Embora afirmasse poder fazer melhor, a empresa Strategy apresenta atualmente um desempenho muito inferior ao do Bitcoin — já negativo — no último ano. Uma situação que faz cair os resultados dos fundos de pensões que compraram ações da MSTR.
Os fundos de pensões perdem muito com a Strategy
A empresa Strategy e a sua acumulação compulsiva de Bitcoin iniciada em 2020 ocupam um lugar à parte no ecossistema das criptomoedas, com o seu fundador, Michael Saylor, a passar regularmente do estatuto de estratega excecional para o de maximalista iluminado, dependendo da subida ou descida do preço do BTC.
É necessário explicar em que situação ele se encontra atualmente, com o Bitcoin a validar o seu regresso ao nível dos 70 000 dólares? Ainda mais se associarmos a isso a queda significativa das ações da MSTR desde o seu último pico em julho, agora perto dos 70%.

E enquanto a Strategy afirma estar protegida com um estoque de dólares superior a US$ 2 bilhões, alguns de seus investidores estão furiosos. A situação é ainda mais crítica quando se trata dos fundos de pensão americanos que apostaram na ação MSTR.
Uma constatação feita pela mídia criptográfica DLNews, que destaca 11 estruturas desse tipo que comprometeram um total de 577 milhões de dólares — cerca de 1,8 milhão de ações MSTR — no momento da declaração oficial de seus investimentos. O suficiente para prejudicar seus balanços…
Uma estratégia simplesmente má ou apenas mal sincronizada?
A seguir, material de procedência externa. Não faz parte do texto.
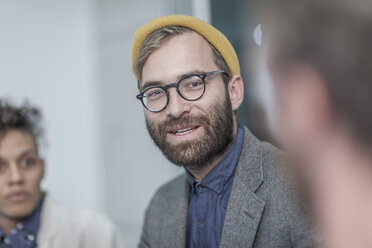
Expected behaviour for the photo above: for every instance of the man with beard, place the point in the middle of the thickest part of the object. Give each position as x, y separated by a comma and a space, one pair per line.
234, 192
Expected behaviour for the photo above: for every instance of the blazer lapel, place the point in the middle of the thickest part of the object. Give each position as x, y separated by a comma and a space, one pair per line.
245, 208
175, 226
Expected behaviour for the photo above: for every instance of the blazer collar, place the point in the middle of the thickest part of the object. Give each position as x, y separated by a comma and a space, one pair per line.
175, 227
245, 208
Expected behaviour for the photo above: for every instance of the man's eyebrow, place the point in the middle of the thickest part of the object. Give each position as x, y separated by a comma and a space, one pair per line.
159, 83
150, 83
27, 152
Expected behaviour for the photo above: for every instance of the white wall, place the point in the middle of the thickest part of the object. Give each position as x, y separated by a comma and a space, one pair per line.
72, 58
47, 55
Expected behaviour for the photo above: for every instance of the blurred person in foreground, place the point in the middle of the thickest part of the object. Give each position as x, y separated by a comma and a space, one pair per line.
29, 218
234, 192
320, 59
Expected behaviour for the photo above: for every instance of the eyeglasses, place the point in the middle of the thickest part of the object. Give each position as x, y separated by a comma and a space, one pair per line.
190, 88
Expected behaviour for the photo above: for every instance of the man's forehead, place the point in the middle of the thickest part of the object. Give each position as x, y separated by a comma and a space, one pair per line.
15, 143
181, 55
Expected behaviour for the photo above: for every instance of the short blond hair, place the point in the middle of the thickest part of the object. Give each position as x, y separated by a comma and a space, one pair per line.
156, 39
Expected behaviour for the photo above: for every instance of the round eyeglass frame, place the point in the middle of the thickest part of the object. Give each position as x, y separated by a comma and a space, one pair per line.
176, 84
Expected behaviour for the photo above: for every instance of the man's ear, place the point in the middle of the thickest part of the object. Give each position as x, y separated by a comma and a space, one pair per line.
236, 91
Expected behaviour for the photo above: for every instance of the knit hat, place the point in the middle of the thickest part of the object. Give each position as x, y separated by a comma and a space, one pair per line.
215, 37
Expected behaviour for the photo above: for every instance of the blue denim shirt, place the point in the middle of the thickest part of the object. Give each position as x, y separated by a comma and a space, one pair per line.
210, 197
25, 233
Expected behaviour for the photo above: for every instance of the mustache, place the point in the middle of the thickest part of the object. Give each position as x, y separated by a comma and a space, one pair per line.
184, 121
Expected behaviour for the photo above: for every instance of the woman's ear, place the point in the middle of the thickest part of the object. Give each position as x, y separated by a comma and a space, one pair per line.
236, 91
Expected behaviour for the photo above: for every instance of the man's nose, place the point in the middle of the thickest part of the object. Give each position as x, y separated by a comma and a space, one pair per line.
15, 174
177, 106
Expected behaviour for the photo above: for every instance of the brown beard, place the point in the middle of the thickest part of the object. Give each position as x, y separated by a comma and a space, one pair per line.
218, 135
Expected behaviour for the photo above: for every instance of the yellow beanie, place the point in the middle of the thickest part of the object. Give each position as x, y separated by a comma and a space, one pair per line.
215, 37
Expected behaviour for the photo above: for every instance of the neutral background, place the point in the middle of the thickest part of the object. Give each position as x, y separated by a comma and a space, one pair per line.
72, 59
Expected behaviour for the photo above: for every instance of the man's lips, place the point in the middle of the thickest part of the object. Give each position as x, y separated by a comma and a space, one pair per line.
183, 130
18, 196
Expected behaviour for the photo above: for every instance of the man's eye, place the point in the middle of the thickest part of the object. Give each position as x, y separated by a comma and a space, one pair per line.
194, 84
28, 162
154, 94
2, 167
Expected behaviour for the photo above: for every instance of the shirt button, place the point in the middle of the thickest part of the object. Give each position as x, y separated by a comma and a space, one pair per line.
200, 186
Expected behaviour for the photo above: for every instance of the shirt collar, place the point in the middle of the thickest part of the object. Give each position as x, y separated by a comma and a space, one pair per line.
31, 222
216, 179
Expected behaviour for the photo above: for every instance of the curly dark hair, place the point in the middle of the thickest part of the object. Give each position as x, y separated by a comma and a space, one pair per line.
26, 118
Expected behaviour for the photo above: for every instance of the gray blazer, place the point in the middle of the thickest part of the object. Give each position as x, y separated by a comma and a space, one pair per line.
263, 211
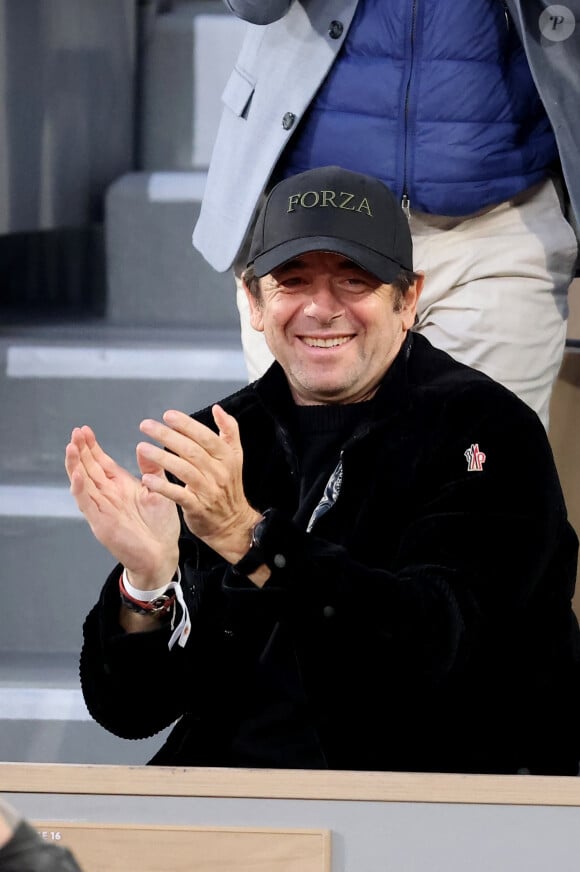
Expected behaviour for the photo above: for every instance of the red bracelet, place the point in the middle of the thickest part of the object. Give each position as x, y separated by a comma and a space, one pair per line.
159, 606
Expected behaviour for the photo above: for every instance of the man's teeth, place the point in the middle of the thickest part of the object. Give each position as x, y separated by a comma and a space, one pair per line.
326, 343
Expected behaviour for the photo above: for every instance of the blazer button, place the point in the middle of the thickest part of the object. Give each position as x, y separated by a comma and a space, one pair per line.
336, 29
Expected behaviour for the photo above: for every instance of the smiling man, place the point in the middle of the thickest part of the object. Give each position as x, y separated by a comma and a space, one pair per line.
360, 561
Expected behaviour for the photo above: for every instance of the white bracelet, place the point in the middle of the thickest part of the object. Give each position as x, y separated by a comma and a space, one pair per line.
181, 631
147, 596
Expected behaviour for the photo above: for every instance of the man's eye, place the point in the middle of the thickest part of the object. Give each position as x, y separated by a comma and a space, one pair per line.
291, 282
355, 283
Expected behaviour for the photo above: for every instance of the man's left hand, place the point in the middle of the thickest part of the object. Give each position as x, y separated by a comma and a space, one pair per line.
213, 501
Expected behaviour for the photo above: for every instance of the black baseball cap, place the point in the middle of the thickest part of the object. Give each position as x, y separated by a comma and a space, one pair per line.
333, 209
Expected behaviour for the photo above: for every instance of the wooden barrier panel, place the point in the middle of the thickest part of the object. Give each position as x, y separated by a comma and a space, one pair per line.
117, 848
285, 821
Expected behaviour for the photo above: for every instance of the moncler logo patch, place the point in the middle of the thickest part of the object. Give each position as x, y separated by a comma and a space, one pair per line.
475, 458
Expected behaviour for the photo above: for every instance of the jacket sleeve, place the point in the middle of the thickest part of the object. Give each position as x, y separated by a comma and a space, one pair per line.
259, 11
132, 684
477, 552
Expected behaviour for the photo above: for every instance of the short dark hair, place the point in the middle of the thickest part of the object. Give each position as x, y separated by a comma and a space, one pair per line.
401, 283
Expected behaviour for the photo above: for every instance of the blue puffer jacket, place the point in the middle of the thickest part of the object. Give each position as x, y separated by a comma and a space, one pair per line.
436, 98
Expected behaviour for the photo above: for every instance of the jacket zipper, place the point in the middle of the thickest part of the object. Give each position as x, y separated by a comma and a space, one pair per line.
405, 199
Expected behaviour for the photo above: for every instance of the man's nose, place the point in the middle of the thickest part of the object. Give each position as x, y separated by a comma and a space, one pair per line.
324, 305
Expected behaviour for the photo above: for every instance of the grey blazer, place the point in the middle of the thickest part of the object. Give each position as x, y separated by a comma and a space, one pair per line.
288, 49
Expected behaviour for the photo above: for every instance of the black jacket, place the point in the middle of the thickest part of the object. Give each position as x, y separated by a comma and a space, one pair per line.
424, 623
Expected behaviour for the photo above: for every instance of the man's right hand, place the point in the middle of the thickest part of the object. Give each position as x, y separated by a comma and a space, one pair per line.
139, 527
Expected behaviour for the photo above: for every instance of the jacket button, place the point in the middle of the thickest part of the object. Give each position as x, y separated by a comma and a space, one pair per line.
335, 30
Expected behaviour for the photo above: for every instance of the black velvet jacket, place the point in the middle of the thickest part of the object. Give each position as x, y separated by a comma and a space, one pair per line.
424, 623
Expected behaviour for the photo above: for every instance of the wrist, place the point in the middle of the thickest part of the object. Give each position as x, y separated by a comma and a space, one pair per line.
147, 581
252, 563
241, 542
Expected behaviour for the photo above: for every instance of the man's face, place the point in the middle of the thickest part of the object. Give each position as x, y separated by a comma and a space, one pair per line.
334, 328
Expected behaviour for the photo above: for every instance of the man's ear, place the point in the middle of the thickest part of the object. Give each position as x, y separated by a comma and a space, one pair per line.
256, 315
410, 301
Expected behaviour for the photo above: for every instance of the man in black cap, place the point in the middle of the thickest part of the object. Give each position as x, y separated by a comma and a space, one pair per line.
370, 564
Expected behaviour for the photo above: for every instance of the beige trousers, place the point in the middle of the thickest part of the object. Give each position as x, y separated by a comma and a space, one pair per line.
495, 293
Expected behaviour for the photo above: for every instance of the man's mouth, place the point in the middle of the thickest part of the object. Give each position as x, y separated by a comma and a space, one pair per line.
330, 342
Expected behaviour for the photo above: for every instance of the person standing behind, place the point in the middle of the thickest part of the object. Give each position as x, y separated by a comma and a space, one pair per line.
465, 110
22, 849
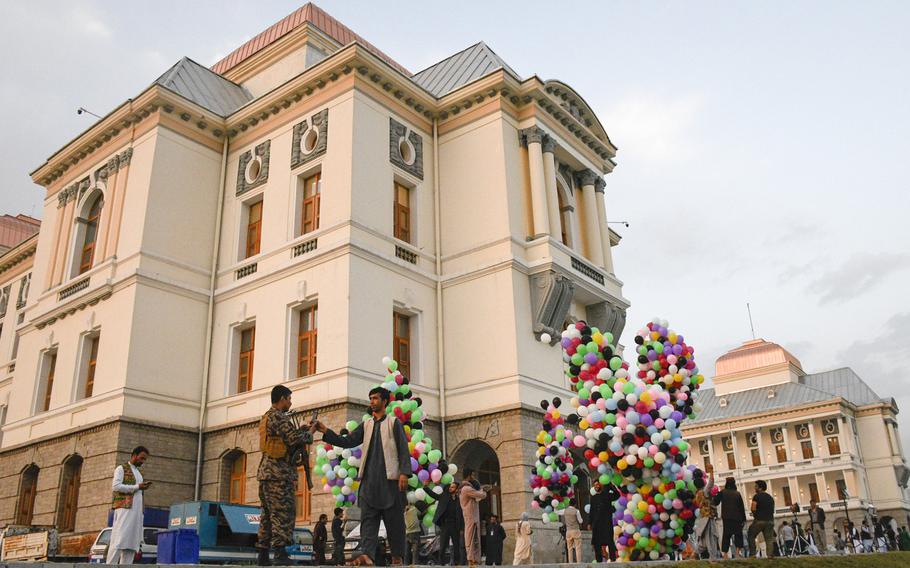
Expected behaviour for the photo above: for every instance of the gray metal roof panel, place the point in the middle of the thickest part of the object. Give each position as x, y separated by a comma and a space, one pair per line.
204, 87
845, 383
818, 387
460, 69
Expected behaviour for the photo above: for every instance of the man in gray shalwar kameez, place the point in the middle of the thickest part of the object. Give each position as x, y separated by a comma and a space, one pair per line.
384, 471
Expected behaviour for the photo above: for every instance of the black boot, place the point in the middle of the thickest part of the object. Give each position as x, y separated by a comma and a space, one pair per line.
281, 557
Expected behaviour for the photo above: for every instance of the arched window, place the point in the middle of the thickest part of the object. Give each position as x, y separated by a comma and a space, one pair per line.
482, 459
234, 477
69, 494
27, 489
566, 204
90, 233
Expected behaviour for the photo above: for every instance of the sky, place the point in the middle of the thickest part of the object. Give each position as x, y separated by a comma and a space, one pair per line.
763, 146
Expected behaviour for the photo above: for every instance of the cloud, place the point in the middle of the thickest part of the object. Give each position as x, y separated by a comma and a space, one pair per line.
858, 275
655, 129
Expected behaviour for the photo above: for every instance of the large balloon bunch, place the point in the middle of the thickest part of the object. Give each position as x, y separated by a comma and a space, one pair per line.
552, 477
628, 420
429, 471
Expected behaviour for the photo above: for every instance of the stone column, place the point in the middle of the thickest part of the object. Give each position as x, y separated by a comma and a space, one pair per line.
599, 186
66, 231
120, 192
586, 179
51, 277
533, 137
109, 176
549, 172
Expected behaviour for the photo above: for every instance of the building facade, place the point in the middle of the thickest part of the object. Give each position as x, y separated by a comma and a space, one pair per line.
292, 215
826, 437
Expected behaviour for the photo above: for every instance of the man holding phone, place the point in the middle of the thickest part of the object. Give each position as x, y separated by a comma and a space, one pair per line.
128, 488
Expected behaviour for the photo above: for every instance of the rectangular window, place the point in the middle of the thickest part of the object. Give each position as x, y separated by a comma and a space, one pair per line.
841, 488
813, 492
50, 363
402, 213
306, 342
781, 452
4, 299
808, 453
302, 497
401, 349
254, 229
238, 480
245, 366
90, 366
309, 208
De acordo com os dados disponíveis na plataforma Fintel, este investimento global apresentaria atualmente uma perda latente de 337 milhões de dólares, ou seja, ainda teórica enquanto a posição não for liquidada, o que implica uma queda equivalente a 60% para 10 desses fundos identificados.
Perdas que questionam a pertinência e a fiabilidade dos Digital Asset Treasuries (DAT) como veículos de investimento e exposição indireta ao mercado de criptomoedas. Ao ponto de nos perguntarmos se as estratégias desses fundos de pensões eram simplesmente más ou apenas mal sincronizadas.
Uma situação que afeta essencialmente os fundos de pensões do setor público, com investimentos em ações da Strategy que representam uma parte ínfima das suas carteiras. Por isso, os reformados em causa não correm o risco de ver os seus pagamentos desaparecerem devido a estes maus resultados.
Ao mesmo tempo, esta situação pode enfraquecer a vontade de aceleração recentemente expressa pelo presidente da SEC, Paul Atkins, sobre a abertura dos fundos de pensões 401(k) aos investimentos em criptomoedas? Pois este modelo baseia-se num princípio bem diferente: os seus beneficiários recuperam apenas os lucros eventuais.
Isso é suficiente para reacender o eterno debate sobre o nosso modelo de pensões por repartição, que pode nunca beneficiar as pessoas com menos de 50 anos, na sua forma atual.